Pole skinny with straight, thinning brown hair and dirt brown eyes. For a few years, he and Johnny had been best friends, until George had joined the Navy. As with Hollister, George lasted only the first tour before receiving discharge, though his had been less than honorable. He’d nearly ended up in Leavenworth.
There were others. Many of them were rumored to be involved in drugs, grand theft, or burglary. The few who weren’t ex-military, such as Rogue Walker, a former friend of Johnny’s, were persons of interest who may or may not have had information tying Johnny to other persons of interest.
“Johnny was the one who admitted to masterminding the whole deal,” she pointed out, playing devil’s advocate.
“None of them had the brains or connections to have helped Johnny put everything together, nor could they have kept their dirty little paws off a million in cash,” Alex stated. “They are the pawns. Who’s the king?”
That was a good question. Chaya pushed her fingers through her hair in frustration. That one she hadn’t figured out yet.
“They have ties to others as well,” she stated. “The mayor and chief of police. George Mack is Mayor Sunders’s second cousin. Hollister worked for Sunders as a handyman for several weeks. The same pattern follows for everyone I’ve questioned. I received three to five names each day as well as their most likely locations or residences. And the questions.”
“The questions aren’t that hard,” Dawg snorted. “And it’s damned easy to lie.”
“And sometimes, it’s damned easy to see that lie.” She shrugged. “I’ve been trained to see the lies. I’m an interrogation specialist, Dawg. This is what I do well.”
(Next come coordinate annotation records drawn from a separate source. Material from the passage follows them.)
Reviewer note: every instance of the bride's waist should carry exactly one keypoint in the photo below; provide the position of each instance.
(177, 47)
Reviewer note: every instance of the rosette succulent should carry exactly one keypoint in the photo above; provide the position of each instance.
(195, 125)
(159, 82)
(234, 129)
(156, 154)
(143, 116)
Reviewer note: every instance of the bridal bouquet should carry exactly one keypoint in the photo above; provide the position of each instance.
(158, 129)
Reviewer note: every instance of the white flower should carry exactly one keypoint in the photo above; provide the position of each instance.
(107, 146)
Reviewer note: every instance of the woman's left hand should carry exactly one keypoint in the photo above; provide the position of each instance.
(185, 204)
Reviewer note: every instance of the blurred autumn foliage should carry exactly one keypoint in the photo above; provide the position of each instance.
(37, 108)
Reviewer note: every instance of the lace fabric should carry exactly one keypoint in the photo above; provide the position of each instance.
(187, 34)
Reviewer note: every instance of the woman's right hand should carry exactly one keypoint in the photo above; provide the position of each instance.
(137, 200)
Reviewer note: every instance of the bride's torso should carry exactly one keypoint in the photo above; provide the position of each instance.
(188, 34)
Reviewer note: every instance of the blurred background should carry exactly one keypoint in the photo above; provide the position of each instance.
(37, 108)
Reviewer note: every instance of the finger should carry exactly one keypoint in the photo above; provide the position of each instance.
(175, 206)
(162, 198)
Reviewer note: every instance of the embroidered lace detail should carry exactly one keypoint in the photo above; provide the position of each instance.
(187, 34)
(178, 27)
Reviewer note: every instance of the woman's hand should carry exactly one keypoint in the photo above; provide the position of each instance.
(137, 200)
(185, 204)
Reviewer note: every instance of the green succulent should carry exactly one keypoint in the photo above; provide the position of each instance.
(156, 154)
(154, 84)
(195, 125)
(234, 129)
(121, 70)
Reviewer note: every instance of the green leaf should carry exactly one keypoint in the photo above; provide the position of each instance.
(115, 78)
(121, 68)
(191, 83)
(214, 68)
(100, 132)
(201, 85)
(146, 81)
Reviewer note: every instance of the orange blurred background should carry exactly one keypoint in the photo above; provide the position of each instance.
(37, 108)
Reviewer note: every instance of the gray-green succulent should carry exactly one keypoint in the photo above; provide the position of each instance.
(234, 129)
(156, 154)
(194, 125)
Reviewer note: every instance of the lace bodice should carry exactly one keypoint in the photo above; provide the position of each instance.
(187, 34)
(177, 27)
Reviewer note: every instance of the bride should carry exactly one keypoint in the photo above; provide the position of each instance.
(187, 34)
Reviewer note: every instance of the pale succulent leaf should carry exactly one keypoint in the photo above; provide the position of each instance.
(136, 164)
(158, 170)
She had been lied to quite a bit during the questioning, and the knowledge of that had gone into the notes she sent to Cranston each evening. The same notes everyone here now held.
“There’s no one here Johnny would have trusted,” Ray told them all as he looked through the files. “He was a strange boy, but trust wasn’t something he gave easily.”
“Trust was something he traded with,” Natches said, his voice curiously bland. “Johnny only trusted his mother and Dayle. And we know Nadine would lie out of her ass if it got her something she wanted. Dayle’s no better.”
That was his father, but there wasn’t so much as a hint of emotion in his voice.
“Cranston’s arriving here in the morning,” she told them. “I received his message before we returned to the boat. I’m hoping he’ll have more answers.”
“I’d suggest he come bearing answers.” Natches’s more dangerous drawl was back now. If Timothy didn’t have answers, then he was going to have to deal with more than one pissed-off Mackay.
“Several of these boys were military, too,” Alex noticed. “The team we captured after Johnny’s death was all ex-military. Penny-ante troublemakers, none of them did well there, but thought they were Rambo once they came home.
“The group we’re after, Freedom’s League, uses such men to help steal the weapons they’ve targeted. But the League has never attempted to sell something so powerful to terrorists before.
“The few times they managed to steal weapons of any strength, DHS was there to stop the sales. Smaller caches the agents allowed to slip by as they worked to identify and capture those heading the militia group.
“If the League was involved, then it would have been a hit. They would have taken out the Swede and his group, and they would have used men better able to pull the operation off,” Alex stated.
And Crista agreed with that—to a point.
“Except the Swedish broker has, according to evidence he turned over, worked with the contact in this area before. The missiles went cheap. Two million?” She scoffed. “Give me a break, they could have gotten twenty million for them. And that was the intention. The broker was only buying the rights to transport and arrange auction on the missiles. And that was what Johnny didn’t know. He thought the missile sale was a done deal.”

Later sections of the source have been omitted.